Chiusi la telefonata con Morelli e mi feci dare l’indirizzo da Mary Maggie. Ora avevo un problema. Non avevo nessuno che venisse con me. Era sabato sera e Lula aveva un appuntamento con un uomo. Ranger sarebbe venuto, ma non volevo disturbarlo a così poca distanza dalla sparatoria. E poi c’era sempre un prezzo da pagare. Mi vennero le palpitazioni solo a pensarci. Quando gli stavo vicino e gli ormoni cominciavano a lavorare lo desideravo da impazzire. Quando eravamo distanti, la possibilità di andare a letto con Ranger mi spaventava a morte.

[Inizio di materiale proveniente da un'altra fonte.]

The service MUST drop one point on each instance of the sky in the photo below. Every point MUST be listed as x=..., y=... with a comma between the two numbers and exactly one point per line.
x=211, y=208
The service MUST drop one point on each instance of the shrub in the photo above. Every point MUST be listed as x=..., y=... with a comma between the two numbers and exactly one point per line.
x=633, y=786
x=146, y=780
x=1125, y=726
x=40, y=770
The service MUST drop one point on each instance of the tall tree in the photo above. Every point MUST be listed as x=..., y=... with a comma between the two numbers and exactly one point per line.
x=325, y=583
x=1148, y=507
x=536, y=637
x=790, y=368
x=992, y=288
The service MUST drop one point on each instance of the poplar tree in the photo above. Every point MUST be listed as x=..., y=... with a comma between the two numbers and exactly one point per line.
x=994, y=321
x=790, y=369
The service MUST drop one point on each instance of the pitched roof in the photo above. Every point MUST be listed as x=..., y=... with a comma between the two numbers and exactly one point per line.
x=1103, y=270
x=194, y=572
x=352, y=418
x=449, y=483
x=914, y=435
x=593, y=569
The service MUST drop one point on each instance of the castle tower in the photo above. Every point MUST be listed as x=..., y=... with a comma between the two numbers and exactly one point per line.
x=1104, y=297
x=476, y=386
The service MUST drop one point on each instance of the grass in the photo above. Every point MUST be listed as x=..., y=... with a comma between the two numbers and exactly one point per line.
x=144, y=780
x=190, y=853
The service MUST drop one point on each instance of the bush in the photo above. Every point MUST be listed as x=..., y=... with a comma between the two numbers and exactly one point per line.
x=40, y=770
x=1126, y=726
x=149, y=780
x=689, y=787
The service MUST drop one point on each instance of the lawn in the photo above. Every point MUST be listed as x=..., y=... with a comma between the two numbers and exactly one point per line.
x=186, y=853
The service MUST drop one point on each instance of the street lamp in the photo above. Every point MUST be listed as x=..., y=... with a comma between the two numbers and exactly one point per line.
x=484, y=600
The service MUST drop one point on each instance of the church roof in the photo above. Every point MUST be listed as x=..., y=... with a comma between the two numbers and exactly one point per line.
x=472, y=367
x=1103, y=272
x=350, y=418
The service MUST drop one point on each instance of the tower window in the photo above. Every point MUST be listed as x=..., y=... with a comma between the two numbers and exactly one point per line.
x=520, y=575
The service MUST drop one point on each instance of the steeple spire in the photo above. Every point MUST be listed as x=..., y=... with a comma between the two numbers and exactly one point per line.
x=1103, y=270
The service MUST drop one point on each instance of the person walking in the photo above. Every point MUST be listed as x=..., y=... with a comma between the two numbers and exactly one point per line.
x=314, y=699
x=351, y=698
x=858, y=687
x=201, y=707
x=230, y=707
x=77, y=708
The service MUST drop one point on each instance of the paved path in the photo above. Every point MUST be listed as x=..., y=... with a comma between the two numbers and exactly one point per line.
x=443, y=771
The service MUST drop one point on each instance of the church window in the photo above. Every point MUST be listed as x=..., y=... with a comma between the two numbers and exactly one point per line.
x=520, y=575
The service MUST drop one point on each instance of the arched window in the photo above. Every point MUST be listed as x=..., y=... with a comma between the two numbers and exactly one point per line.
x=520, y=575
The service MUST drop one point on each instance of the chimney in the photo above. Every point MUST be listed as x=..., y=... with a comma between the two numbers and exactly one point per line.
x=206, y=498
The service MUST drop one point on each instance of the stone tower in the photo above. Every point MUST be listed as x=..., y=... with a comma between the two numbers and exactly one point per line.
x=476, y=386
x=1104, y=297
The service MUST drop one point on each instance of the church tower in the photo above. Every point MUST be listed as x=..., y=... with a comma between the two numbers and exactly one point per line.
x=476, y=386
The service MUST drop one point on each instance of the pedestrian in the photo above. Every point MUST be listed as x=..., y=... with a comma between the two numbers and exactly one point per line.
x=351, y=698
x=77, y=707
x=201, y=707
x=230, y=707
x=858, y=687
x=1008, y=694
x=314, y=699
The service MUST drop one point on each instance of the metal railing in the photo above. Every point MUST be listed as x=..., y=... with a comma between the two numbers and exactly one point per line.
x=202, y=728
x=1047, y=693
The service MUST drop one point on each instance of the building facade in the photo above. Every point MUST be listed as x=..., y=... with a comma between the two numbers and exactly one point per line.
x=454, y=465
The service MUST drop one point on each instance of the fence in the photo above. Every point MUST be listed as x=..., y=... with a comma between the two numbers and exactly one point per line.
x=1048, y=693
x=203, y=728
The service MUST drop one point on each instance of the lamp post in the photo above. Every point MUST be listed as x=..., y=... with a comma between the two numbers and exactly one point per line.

Se avessi aspettato fino a domani sarei rimasta un passo indietro rispetto alla polizia. Rimaneva una sola persona, ma il pensiero di lavorare a un caso insieme a lui mi faceva venire i sudori freddi. Quella persona era Vinnie. Quando aveva aperto l’agenzia aveva effettuato le catture tutte da solo. Con il passare del tempo, l’attività era cresciuta e così aveva assunto altro personale e lui aveva cominciato ad occuparsi dell’amministrazione. Ogni tanto fa anche lui una cattura, ma non è quello che preferisce. Vinnie è un bravo garante, ma gira voce che come cacciatore di taglie non sia la persona più corretta del mondo.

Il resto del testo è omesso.